Antes mesmo de você chegar

Teus olhos castanhos já tinham a cor mais inebriante do meu jardim antes mesmo de deixarem sementes de afeto caírem escondidas sobre os meus. Quando tua mão nem havia se enterrado pequena em meus cabelos, arando fios terrosos no vaivém de um cafuné, em meu peito já respirava risonho o primeiro broto de bem-querer. Antes de o céu da tua boca me ofuscar com um dia azul, e tua língua incendiar lambidas de luz do sol pelas varandas do meu corpo, eu já me debruçava pela janela em total hipnose. Antes de tua paisagem pousar em meu quintal, você já se parecia com a minha paz.

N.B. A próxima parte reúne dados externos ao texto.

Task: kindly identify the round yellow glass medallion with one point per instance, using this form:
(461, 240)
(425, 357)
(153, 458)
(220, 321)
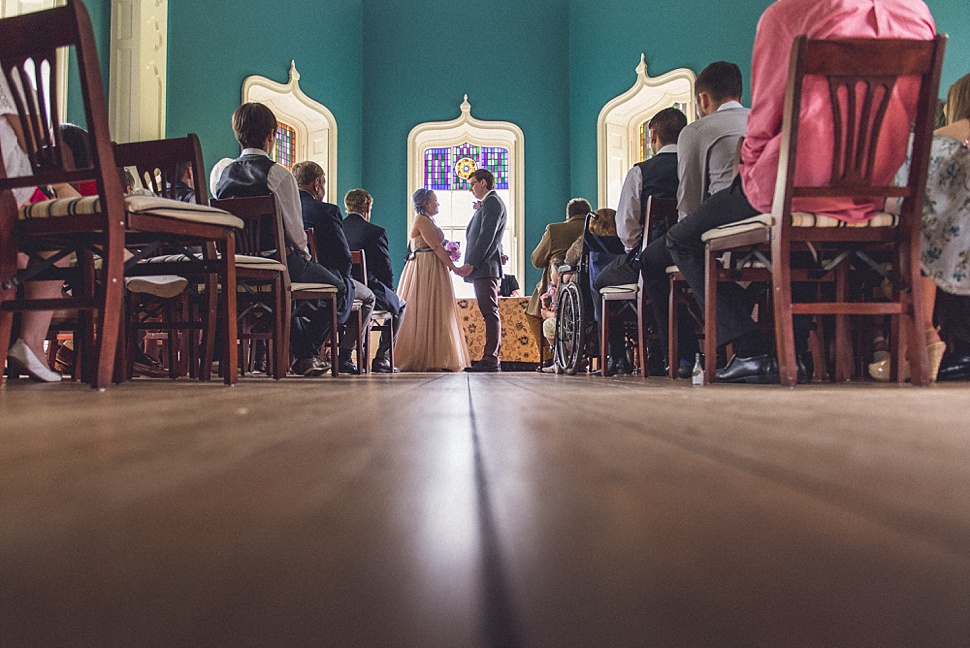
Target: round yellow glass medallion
(464, 168)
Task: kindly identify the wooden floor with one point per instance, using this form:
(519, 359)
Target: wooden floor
(457, 510)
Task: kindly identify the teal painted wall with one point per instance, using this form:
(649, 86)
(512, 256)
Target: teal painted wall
(607, 38)
(951, 19)
(547, 65)
(100, 13)
(210, 57)
(508, 56)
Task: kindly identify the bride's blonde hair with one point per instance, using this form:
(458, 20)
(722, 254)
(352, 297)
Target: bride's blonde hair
(958, 100)
(420, 199)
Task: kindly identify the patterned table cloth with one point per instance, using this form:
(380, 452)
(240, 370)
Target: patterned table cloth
(517, 342)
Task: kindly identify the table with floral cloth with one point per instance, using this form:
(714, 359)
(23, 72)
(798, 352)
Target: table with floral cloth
(517, 342)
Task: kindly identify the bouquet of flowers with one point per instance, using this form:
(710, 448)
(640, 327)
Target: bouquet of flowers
(454, 250)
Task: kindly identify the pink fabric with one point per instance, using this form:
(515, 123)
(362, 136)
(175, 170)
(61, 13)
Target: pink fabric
(820, 19)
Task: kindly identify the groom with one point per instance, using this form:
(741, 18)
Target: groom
(483, 263)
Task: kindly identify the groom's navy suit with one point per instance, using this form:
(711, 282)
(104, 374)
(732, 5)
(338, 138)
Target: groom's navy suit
(484, 253)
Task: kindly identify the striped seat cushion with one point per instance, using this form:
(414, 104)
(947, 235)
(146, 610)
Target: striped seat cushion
(799, 219)
(313, 287)
(151, 205)
(619, 290)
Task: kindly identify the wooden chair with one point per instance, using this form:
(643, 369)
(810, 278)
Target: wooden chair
(874, 65)
(28, 43)
(96, 226)
(305, 300)
(157, 164)
(382, 321)
(262, 281)
(631, 295)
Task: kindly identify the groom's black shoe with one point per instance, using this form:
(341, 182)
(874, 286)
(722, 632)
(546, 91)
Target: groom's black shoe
(760, 369)
(484, 367)
(954, 367)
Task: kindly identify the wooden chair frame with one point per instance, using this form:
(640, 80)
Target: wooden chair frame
(202, 246)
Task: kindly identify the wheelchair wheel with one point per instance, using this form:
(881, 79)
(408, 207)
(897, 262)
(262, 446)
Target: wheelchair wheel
(571, 328)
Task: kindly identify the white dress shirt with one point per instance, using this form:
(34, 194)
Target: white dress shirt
(628, 210)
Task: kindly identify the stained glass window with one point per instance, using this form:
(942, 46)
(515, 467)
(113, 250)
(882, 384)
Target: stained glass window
(284, 154)
(439, 166)
(645, 152)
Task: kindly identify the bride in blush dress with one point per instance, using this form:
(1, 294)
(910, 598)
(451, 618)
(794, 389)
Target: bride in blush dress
(431, 337)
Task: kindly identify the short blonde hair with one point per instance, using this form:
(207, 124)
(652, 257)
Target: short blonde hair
(306, 172)
(357, 200)
(958, 100)
(605, 225)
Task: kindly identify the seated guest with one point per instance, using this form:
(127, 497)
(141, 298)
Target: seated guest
(555, 241)
(184, 191)
(372, 239)
(333, 252)
(254, 173)
(549, 301)
(944, 241)
(654, 177)
(706, 163)
(753, 190)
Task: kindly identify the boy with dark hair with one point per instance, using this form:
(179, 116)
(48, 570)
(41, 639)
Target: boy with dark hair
(254, 173)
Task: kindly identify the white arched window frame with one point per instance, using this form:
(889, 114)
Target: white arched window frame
(618, 125)
(467, 129)
(10, 8)
(315, 125)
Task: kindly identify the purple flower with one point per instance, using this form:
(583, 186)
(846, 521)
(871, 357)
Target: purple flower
(454, 250)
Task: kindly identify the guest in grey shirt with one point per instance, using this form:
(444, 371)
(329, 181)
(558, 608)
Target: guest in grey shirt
(707, 148)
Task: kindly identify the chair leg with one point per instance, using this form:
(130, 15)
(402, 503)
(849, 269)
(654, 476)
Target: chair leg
(710, 316)
(784, 325)
(673, 339)
(604, 335)
(843, 347)
(334, 351)
(390, 322)
(642, 334)
(227, 276)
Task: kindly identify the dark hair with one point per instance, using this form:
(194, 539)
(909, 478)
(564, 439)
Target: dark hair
(252, 123)
(78, 140)
(486, 175)
(605, 225)
(357, 200)
(667, 124)
(578, 207)
(420, 200)
(721, 80)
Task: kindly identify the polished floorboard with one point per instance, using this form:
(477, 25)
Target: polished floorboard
(498, 510)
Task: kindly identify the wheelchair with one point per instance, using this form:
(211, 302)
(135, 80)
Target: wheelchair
(575, 324)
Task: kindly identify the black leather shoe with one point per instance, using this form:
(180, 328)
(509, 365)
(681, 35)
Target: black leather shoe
(805, 363)
(685, 368)
(484, 367)
(347, 366)
(761, 370)
(381, 365)
(954, 367)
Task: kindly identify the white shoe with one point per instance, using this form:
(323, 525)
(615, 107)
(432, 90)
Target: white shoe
(163, 286)
(23, 359)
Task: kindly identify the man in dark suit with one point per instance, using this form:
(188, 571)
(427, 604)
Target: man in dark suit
(333, 252)
(483, 263)
(654, 177)
(372, 239)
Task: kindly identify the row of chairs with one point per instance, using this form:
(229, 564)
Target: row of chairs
(863, 76)
(84, 242)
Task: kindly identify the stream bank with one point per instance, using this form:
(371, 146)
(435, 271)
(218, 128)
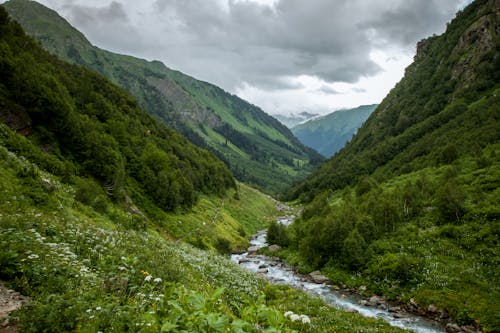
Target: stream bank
(277, 271)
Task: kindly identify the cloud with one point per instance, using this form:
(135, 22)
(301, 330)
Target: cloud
(327, 90)
(263, 49)
(407, 21)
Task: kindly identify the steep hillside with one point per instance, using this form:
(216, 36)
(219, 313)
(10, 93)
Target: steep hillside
(431, 111)
(328, 134)
(92, 129)
(92, 261)
(410, 207)
(256, 147)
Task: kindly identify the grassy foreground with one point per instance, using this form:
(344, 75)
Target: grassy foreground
(91, 272)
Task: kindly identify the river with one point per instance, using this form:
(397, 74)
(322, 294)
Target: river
(278, 272)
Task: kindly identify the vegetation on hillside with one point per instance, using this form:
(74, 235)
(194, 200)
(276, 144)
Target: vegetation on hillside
(90, 128)
(256, 147)
(328, 134)
(83, 234)
(410, 207)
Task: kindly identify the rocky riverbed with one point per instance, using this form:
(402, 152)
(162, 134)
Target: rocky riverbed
(409, 316)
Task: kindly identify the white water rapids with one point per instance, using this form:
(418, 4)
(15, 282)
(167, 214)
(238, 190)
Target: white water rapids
(278, 272)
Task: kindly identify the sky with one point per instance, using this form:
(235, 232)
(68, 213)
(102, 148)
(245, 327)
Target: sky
(285, 56)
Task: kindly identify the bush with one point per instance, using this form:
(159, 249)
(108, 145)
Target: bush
(277, 233)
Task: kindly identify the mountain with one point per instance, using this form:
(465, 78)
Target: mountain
(86, 240)
(410, 207)
(293, 120)
(88, 127)
(256, 147)
(328, 134)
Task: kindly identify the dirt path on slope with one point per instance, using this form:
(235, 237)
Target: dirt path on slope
(10, 301)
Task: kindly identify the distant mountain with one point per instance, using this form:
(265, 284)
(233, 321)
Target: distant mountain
(328, 134)
(294, 119)
(257, 148)
(410, 207)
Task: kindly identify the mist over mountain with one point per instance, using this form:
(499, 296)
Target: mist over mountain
(328, 134)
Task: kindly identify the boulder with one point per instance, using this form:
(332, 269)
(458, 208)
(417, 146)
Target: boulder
(319, 278)
(253, 249)
(376, 300)
(274, 248)
(452, 328)
(364, 302)
(432, 308)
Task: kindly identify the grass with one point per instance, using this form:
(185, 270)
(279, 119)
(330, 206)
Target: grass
(89, 271)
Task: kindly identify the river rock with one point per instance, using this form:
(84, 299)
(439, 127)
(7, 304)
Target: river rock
(253, 249)
(394, 309)
(432, 308)
(468, 329)
(274, 248)
(400, 315)
(452, 328)
(377, 300)
(319, 278)
(364, 302)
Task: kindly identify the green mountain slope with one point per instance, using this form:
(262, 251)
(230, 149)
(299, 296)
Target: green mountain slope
(328, 134)
(410, 207)
(91, 128)
(293, 120)
(92, 261)
(256, 147)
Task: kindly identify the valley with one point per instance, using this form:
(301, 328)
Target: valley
(130, 193)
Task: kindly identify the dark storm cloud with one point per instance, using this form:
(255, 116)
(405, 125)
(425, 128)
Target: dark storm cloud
(109, 25)
(231, 42)
(408, 21)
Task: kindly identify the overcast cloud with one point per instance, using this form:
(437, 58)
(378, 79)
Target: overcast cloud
(283, 55)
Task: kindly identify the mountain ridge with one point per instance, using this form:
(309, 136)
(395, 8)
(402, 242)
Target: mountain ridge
(329, 133)
(410, 207)
(256, 147)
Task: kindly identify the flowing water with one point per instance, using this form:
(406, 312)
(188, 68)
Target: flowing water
(279, 272)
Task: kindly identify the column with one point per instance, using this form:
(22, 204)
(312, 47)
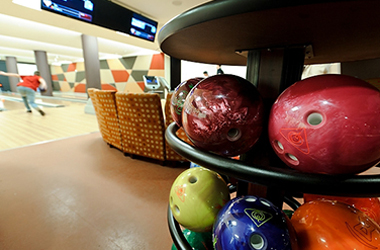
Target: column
(44, 69)
(175, 72)
(91, 61)
(11, 63)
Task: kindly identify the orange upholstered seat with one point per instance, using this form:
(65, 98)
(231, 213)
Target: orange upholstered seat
(106, 110)
(141, 124)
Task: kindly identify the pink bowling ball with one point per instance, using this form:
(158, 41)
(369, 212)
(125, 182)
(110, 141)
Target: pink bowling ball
(327, 124)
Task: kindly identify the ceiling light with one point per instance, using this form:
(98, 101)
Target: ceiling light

As molduras do teu sorriso ainda nem estavam apoiadas no meu criado-mudo quando essa se tornou a primeira cena a me desejar bom dia. As paredes do teu abraço – eu ainda nem lhes conhecia a textura – elas já contavam tagarelas que me levariam ao encontro com teu peito, e que – no mundo inteiro – aquele haveria de se tornar o meu canto favorito. Eu ainda nem havia aberto a porta para você entrar, e meus pés já brincavam de desencontrar o chão. Antes de tuas malas repousarem inquilinas nos pés da minha cama, você já tinha gosto de ficar.

O teu toque já havia ancorado suspiros em minha pele antes mesmo de teus dedos navegarem aventureiros por minhas costas. Eu já mergulhava sedenta nas ondas de calor do teu corpo, quando ele ainda nem havia afogado o meu em suor. Antes de tua voz se enroscar em meus ouvidos e trazer tempestades à boca do estômago, a brisa do teu hálito já era o momento mais esperado do dia. Teu sabor ainda nem havia molhado a superfície dos meus lábios quando eu me descobri completamente imersa em você. Antes de meu leme cruzar o teu norte, você já se desenhava em meu mapa como porto-seguro.

Agora, em minha janela os passarinhos cantam uma canção com teu nome. Meu lar é um abraço com teu toque. Minhas velas são lençóis costurados com teu cheiro. Em tu, eu desalinhei os remendos da bata de dormir. Em mim, tu desalinhou a arrumação da estante e as certezas. Em tu, fiz partir um pedaço de sorriso que agora também é meio teu. Em mim, tu fez ficar uma fronha velha e o vazio em um espaço que eu nem admitia existir. Eu, que já havia experimentado tua falta antes mesmo de ter presente. Tu, que levou embora as malas que descansavam nos pés da minha cama e deixou no lugar a bagagem pesada da ausência.

Agora, o teu caminho é partida. O meu, saudade.